Terus Dicurangi, PKS Ancam Tidak Ikuti Proses Pilkada
Minggu, 01 Jul 2007 12:49 WIB
Jakarta - Isu PKS akan menarik pasangan Adang-Dani dalam Pilkada DKI Jakarta semakin kencang. Namun, Ketua Advokasi Pemilu PKS Rois Hadayana Syaugie membantah hal tersebut. "Bukan menarik Adang-Dani. Tapi tidak ikut dalam proses penetapan cagub-cawagub. Karena masih adanya kecurangan," kata Rois kepada detikcom, Minggu (1/7/2007).Dikatakan Rois, hal Ini yang akan didiskusikan dan dibicarakan dengan para pakar hukum Minggu siang ini.
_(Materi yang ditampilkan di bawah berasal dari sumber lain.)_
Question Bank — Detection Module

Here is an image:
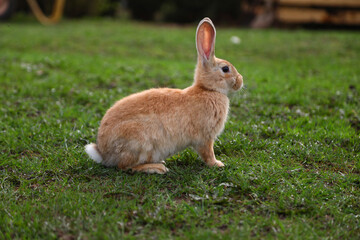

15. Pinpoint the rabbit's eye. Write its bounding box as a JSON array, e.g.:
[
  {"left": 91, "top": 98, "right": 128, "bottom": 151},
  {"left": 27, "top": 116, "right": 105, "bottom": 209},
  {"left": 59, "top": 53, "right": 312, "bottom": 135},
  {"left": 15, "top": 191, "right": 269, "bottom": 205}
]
[{"left": 221, "top": 66, "right": 230, "bottom": 72}]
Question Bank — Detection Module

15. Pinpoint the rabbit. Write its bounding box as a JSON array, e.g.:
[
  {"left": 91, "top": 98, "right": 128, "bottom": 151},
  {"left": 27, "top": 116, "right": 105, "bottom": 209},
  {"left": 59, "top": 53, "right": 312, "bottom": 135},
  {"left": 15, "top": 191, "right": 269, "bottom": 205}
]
[{"left": 85, "top": 18, "right": 243, "bottom": 174}]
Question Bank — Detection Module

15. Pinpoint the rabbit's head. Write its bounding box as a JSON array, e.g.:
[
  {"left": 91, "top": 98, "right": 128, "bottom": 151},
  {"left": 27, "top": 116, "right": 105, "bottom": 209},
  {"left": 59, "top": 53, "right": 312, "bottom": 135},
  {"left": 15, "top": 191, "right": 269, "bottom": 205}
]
[{"left": 195, "top": 18, "right": 243, "bottom": 94}]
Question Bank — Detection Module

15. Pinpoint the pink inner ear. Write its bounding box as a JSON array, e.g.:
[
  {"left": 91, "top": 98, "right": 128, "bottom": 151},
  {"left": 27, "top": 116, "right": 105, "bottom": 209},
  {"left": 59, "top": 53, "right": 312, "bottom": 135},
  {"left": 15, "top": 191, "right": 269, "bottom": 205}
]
[{"left": 201, "top": 23, "right": 214, "bottom": 59}]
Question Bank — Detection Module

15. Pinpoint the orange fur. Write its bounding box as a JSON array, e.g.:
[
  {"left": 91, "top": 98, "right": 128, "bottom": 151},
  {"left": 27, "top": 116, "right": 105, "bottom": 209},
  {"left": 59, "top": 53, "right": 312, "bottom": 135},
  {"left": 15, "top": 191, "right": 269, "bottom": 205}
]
[{"left": 84, "top": 18, "right": 243, "bottom": 173}]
PKS akan meminta pertimbangan hukum mereka bagaimana kalau calon yang diusung PKS tidak ikut dalam proses Pilkada DKI Jakarta."Misalnya saja, nanti kan ada pengumuman penetapan cagub-cawagub oleh KPUD, semua pasangan cagub-cawagub kan harus datang, nah kita tidak akan datang," tukasnya.Ketidak hadiran tersebut, lanjut Rois, sebagai wujud protes dari PKS terhadap KPUD karena tidak menjalankan proses demokratisasi politik yang fair."Kalau tiap tahapan ada masalah, harus diselesaikan dulu melalui proses hukum. Kita kan bisa duduk sama-sama soal itu. Nggak harus sakral tanggal 8 Agustus," imbuhnya.Ditambahkan Rois, proses hukum ini akan terus menerus dilanjutkan PKS dengan memantau Jakarta Monitoring tentang adanya kecurangan dalam Pilkada DKI Jakarta."Cukup dari situ kita pantau. Kita lakukan sampai kapan pun sampai proses pilkada selesai (proses hukum)," pungkasnya.